Last of the Irin #1
Writer: Robert McMillan
The perspective that magic is only a more evolved form of science has been around for a while now. Last of Irin leans on that concept heavily in order to present us an exciting new view over Judeo-Christian deities telling us the story of a intergalactic family feud between two brothers, known to us, today, as the God and the Devil.
The Last of the Irin opens with a concubine being prepped for presentation for a god known as Marduk, son of Baal. Turns out a virus was sent from an inside conspiracy, by Satan. We cut to Earth, present day, where we meet our protagonist. Anahita, a teenage girl who suffers from a rare condition with no known cure. Anahita is later appointed, by the same Satan guy, as the last descendant of Yahweh’s who would be able to stand against Baal’s rule.
Although the plot bears incredibly interesting and innovative lore it fails in some aspects. For this reviewer, what was most bothering was not how intricate the lore and background of this world was, but how the writing failed to deliver us the proper information at the proper pace. Much of it is not told at all and then suddenly there are lots of exposition. The timelines get a bit messy and hard to understand because of that fact. However, this first chapter’s closure gives the impression that the next two issues will deal with future events in Anahita’s story. That leads me to what is probably the best aspect of this comic. Anahita’s character is charismatic and it feels great to see the meek teenager turn into a strong woman once she starts to act upon her inheritance.

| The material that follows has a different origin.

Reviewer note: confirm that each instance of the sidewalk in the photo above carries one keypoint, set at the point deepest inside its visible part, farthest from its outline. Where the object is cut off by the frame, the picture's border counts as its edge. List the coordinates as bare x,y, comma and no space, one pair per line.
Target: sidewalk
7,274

Being only an amateur when talking about art, this book was hard to analyze and review in that aspect. At first I thought maybe my problem was mostly on close up shots of characters’ faces and wider, establishing shots were the book’s highlights. But there are some really great closeups as well as some weird looking environmental panels. Now, I got it: it’s a lighting/shading problem. The line art looks pretty nice on poorly lit scenes, warmer colors do wonders to it, the opening scene’s artwork is downright amazing. It does not work so well on well-lit panels or panels where there is a strong focus of cold light on a character, as in a computer monitor or under a full moon. This shift in color palette, despite being great for making it clear to the reader the setting we’re following just changed (similar to what Mitch Gerads does in Mr. Miracle) brings the read to a hard halt due to the artwork suddenly looking odd. One compliment that can be surely be made about the artwork is that the character designs are pretty cool. They all look quite human but there is a well-measured amalgamation between what we would expect from a scientific advanced civilization, a more rural one.
The first chapter reads fine for someone with enough interest in sci-fi and fantasy alike. Yet, unfortunately, it shows its flaws quite clearly, even for the newbie comic reader. This comic bares unimaginable potential. I see, somewhere under the poorly explained hierarchy and systems of power, a new epic to be told and with a very well written female protagonist nonetheless! I hope, with all my heart, the creative team takes a step back and ponders on what should have the spotlight and on how to carry Anahita’s story above all of the intricate mythology, which is always nice to have, but not easily done.